Your sleepiness despite being a rapid melatonin metabolizer is likely due to underlying sleep disorders, circadian rhythm disruptions, or other health conditions unrelated to your genetic profile, and improving sleep hygiene and evaluating other potential causes is crucial. While your CYP1A2 variants (-163C>A - C/A, 5347C>T - C/T) suggest you metabolize melatonin more quickly than average, this doesn't necessarily mean your body produces less melatonin naturally 1. Consider the following strategies to address your sleepiness:

• Maintaining consistent sleep-wake times
• Limiting screen exposure before bed
• Creating a dark, cool sleeping environment
• Using timed light exposure to regulate your circadian rhythms, as light can suppress melatonin secretion and phase shift circadian timing in humans, leading to the use of timed light exposure as a treatment for CRSWDs 1
• If melatonin supplements help you, continue using them at the lowest effective dose (typically 0.5-3mg) taken 1-2 hours before bedtime, as the timing of melatonin dosing is more important than the dose, and the melatonin PRC is approximately 180 degrees out of phase with the light PRC 1 Other factors like stress, depression, thyroid issues, or sleep apnea could also contribute to your sleepiness and should be evaluated by a healthcare provider if symptoms persist despite good sleep habits and appropriate melatonin use. It's essential to consult with a healthcare professional to rule out any underlying conditions that may be affecting your sleep and to develop a personalized plan to address your sleepiness.

From the Research

Sleep Disorders and Melatonin

• Sleep disorders are a group of conditions that affect the ability to sleep well on a regular basis and cause significant impairments in social and occupational functions 2.
• Melatonin is an endogenous hormone produced by the pineal gland and released exclusively at night, and it has been shown to synchronize the circadian rhythms, and improve the onset, duration and quality of sleep 2.

Melatonin Metabolism

• The short half-life and rapid metabolism of melatonin limit its suitability as a drug 3.
• As a rapid melatonin metabolizer with CYP1A2 -163C>A - C/A, 5347C>T - C/T, the user's body may be breaking down melatonin quickly, which could contribute to sleepiness if not enough melatonin is available to regulate sleep-wake cycles.

Treatment Options

• Ramelteon, a selective melatonin receptor agonist, has been approved for the treatment of insomnia characterized by difficulty with sleep onset 4, 3.
• Other melatonergic drugs, such as agomelatine and tasimelteon, have also been developed for the treatment of sleep disorders and depression 3.
• Melatonin supplementation is well tolerated and has no obvious short- or long-term adverse effects, but the most suitable dose ranges and pharmaceutical preparations for melatonin administration are yet to be clearly defined 5.

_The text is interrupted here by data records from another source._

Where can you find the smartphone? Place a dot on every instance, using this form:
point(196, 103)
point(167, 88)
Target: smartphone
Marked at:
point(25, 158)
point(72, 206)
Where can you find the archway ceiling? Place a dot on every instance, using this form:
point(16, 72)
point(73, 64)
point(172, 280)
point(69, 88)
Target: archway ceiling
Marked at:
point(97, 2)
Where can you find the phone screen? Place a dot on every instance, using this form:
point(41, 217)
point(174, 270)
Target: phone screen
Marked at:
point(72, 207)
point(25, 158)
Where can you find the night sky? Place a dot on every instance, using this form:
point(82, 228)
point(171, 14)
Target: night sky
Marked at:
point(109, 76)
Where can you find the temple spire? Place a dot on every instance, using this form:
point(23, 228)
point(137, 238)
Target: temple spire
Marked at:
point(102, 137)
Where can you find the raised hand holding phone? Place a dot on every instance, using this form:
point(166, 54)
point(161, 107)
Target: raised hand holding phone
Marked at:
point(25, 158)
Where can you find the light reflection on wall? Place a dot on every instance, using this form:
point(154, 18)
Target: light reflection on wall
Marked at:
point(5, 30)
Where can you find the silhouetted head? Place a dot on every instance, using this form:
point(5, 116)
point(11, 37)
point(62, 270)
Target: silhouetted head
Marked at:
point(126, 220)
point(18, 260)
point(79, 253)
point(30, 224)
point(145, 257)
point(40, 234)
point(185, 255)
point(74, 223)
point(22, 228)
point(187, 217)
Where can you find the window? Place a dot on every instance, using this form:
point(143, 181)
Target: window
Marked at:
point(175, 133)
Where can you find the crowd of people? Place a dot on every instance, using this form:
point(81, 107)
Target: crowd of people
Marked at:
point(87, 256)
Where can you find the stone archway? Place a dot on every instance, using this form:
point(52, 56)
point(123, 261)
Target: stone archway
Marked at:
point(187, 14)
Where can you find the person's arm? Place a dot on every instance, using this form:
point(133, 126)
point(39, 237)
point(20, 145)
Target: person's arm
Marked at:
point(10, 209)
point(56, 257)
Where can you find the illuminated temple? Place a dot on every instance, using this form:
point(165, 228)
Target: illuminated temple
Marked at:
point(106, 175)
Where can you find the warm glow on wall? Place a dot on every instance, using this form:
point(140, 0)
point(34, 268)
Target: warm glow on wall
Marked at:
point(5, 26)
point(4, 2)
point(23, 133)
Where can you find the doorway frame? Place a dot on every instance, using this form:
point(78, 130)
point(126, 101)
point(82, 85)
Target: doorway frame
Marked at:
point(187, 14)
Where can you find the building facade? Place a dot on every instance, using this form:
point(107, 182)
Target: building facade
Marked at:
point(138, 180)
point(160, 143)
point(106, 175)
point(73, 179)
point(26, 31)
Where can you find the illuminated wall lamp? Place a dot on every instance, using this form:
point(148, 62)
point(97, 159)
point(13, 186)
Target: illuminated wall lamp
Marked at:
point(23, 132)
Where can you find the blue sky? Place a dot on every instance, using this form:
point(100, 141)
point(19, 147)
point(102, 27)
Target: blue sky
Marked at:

Physiological Effects of Melatonin

• Melatonin is a methoxyindole synthesized and secreted principally by the pineal gland at night under normal light/dark conditions, and its primary physiological function is to convey information concerning the daily cycle of light and darkness to body structures 6.
• The daily melatonin secretion can be used for the organisation of circadian rhythms, and it stabilises and strengthens coupling of circadian rhythms, especially of core temperature and sleep-wake rhythms 6.